Lawrence Curtin, Jane's Brother, Gets Control of His Reel Life
Lawrence Curtin admits he's had problems. For starters, there's the bitter divorce and child support battle with his first wife, Susan Connaughton, still winding through the courts after 16 years. Curtin also allows that he's had drug problems—"I moved to Miami and fell into a pile of cocaine"—and in 1985 he was temporarily committed by his second wife, Kim Krogen, to a mental facility. He says he once tried suicide and admits that relations with his family (his sister is Kate & Allie Star Jane Curtin) are strained. Many people would look at that life and see a mess; Lawrence looked at it and saw a movie. The result, One Minute to Midnight—written, directed by and starring Lawrence Curtin—premiered Jan. 22 at the Grove Cinema in Coconut Grove, Fla. He's negotiating to book the film elsewhere.
"I had to extricate from myself all the hurt that's been going on in my life," says Curtin, 44, who regards the tragicomic movie as cathartic.
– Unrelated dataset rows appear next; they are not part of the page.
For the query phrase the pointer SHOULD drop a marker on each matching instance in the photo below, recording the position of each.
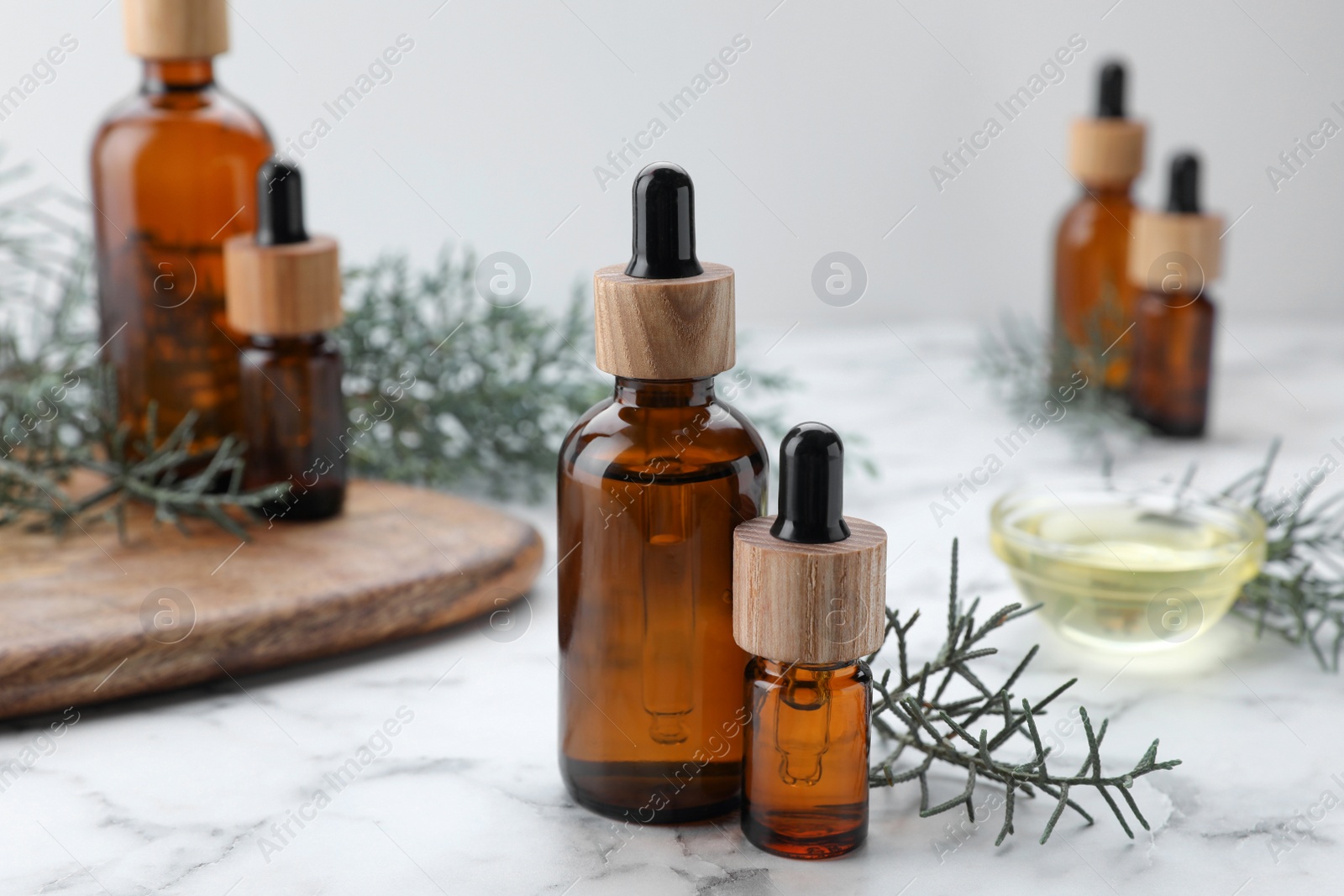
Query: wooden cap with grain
(175, 29)
(664, 329)
(1175, 253)
(286, 289)
(810, 584)
(664, 316)
(1105, 152)
(1178, 250)
(810, 602)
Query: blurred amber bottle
(1095, 301)
(172, 179)
(1176, 254)
(651, 484)
(811, 594)
(284, 295)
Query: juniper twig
(909, 716)
(1299, 594)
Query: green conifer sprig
(916, 714)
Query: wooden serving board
(87, 618)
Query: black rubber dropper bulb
(811, 486)
(1183, 197)
(1110, 97)
(663, 201)
(280, 204)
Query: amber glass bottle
(172, 179)
(1095, 301)
(284, 295)
(651, 484)
(806, 774)
(1176, 254)
(810, 590)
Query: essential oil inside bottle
(284, 296)
(1176, 254)
(810, 587)
(1095, 300)
(171, 181)
(651, 484)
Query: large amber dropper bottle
(172, 179)
(811, 597)
(651, 484)
(1095, 301)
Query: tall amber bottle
(284, 295)
(811, 591)
(172, 179)
(1095, 301)
(651, 484)
(1176, 254)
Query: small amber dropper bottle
(172, 179)
(651, 484)
(284, 295)
(1095, 301)
(1176, 254)
(810, 591)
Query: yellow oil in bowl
(1128, 569)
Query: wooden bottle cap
(1106, 152)
(1175, 253)
(810, 602)
(176, 29)
(282, 291)
(664, 329)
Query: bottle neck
(304, 342)
(1108, 192)
(696, 392)
(167, 76)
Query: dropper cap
(810, 584)
(664, 316)
(1183, 188)
(1106, 150)
(280, 204)
(664, 224)
(280, 281)
(1110, 92)
(811, 486)
(1178, 250)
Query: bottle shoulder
(1095, 217)
(1155, 304)
(685, 439)
(148, 117)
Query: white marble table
(186, 793)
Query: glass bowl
(1128, 569)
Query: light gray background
(820, 140)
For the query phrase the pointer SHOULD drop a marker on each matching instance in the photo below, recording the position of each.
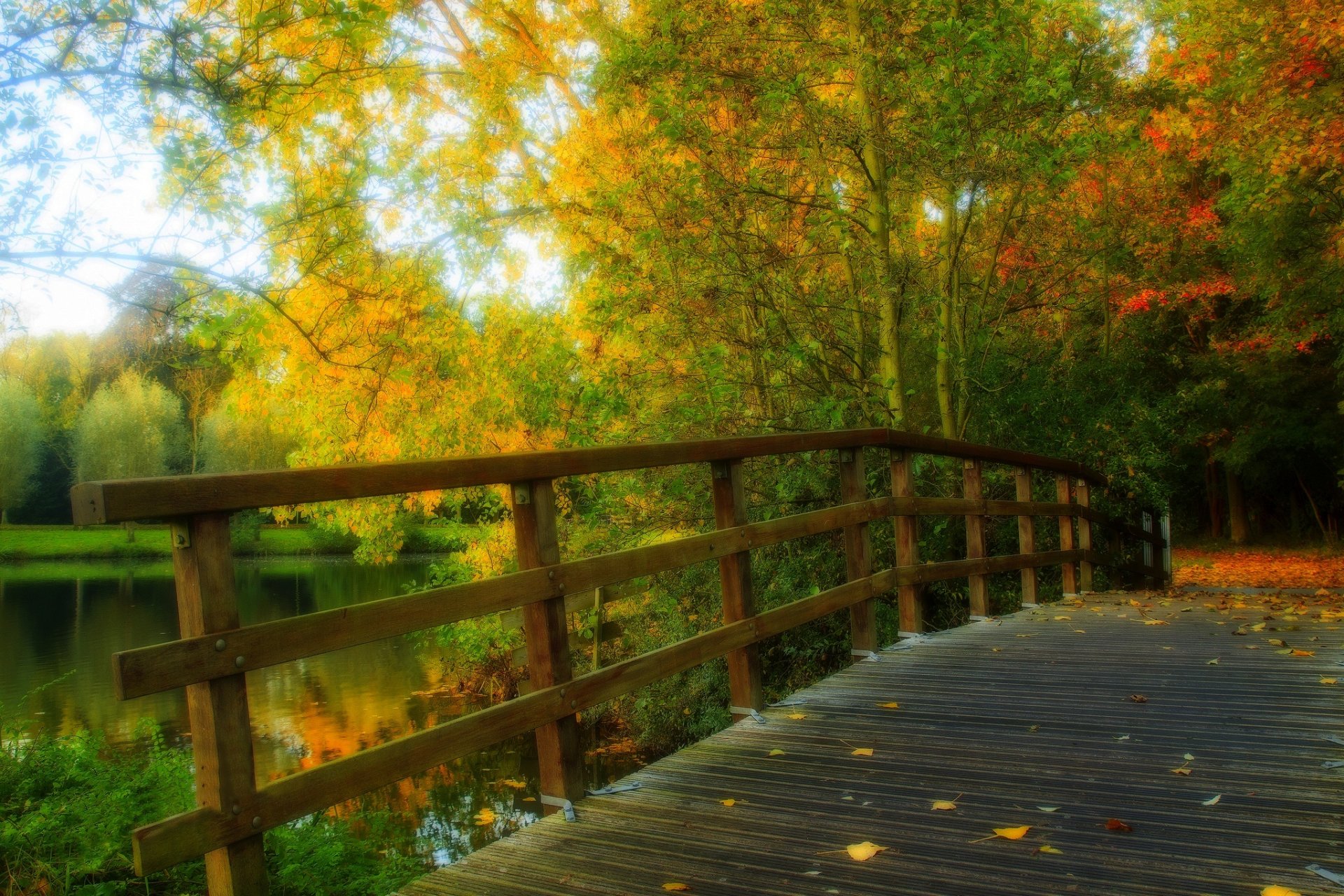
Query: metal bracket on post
(564, 805)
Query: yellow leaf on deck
(1012, 833)
(863, 852)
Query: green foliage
(132, 428)
(20, 441)
(69, 804)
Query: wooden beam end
(86, 504)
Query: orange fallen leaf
(864, 850)
(1012, 833)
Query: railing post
(1026, 538)
(910, 606)
(1085, 582)
(1066, 535)
(972, 488)
(730, 510)
(858, 554)
(559, 755)
(220, 729)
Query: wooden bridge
(962, 696)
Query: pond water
(62, 622)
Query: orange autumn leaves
(1259, 568)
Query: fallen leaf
(1012, 833)
(863, 852)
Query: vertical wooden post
(220, 729)
(1066, 535)
(972, 488)
(858, 554)
(907, 543)
(558, 751)
(1085, 582)
(730, 510)
(1026, 538)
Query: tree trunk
(1215, 504)
(879, 218)
(946, 311)
(1238, 522)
As depicted in Midnight, Curtin is the misunderstood victim of bad luck, bad marriages and a bungling legal system, a perception not shared by everyone who knows him. Larry thinks "he's right and everybody else is wrong," says second wife Kim, 33. The two are now estranged, but Curtin says he remains faithful to her. Lawrence's sister, Jane, refuses to comment on his movie or his life. He says he's not surprised: "She's basically as cold as ice."
Critics have been only lukewarm to Curtin's effort, with the Miami News declaring that he "shows the humor" of his dilemma but "challenges the tolerance level of his audience." Still, the remarkable thing about the 98-minute film—as Samuel Johnson said in comparing a woman's preaching to a dog walking on its hind legs—is not that it was done well but that it was done at all. The second eldest of four children, Curtin grew up well-to-do in Wellesley, Mass. He says that he was "the typical problematic, alone kid," and never fit in with his family's "lowbrow copy of the Kennedys" life-style. Prior to making Midnight, he had worked for his father's insurance company, sold stock and invented lighting circuitry for billboards. After reading dozens of books on filmmaking, he raised the project's $400,000 cost through a public offering that attracted 237 investors.
So far, Midnight has been a financial loser, but Curtin hopes to make a killing in video. "There are 15 million divorced people in the U.S.," he says, "all of whom are potential viewers."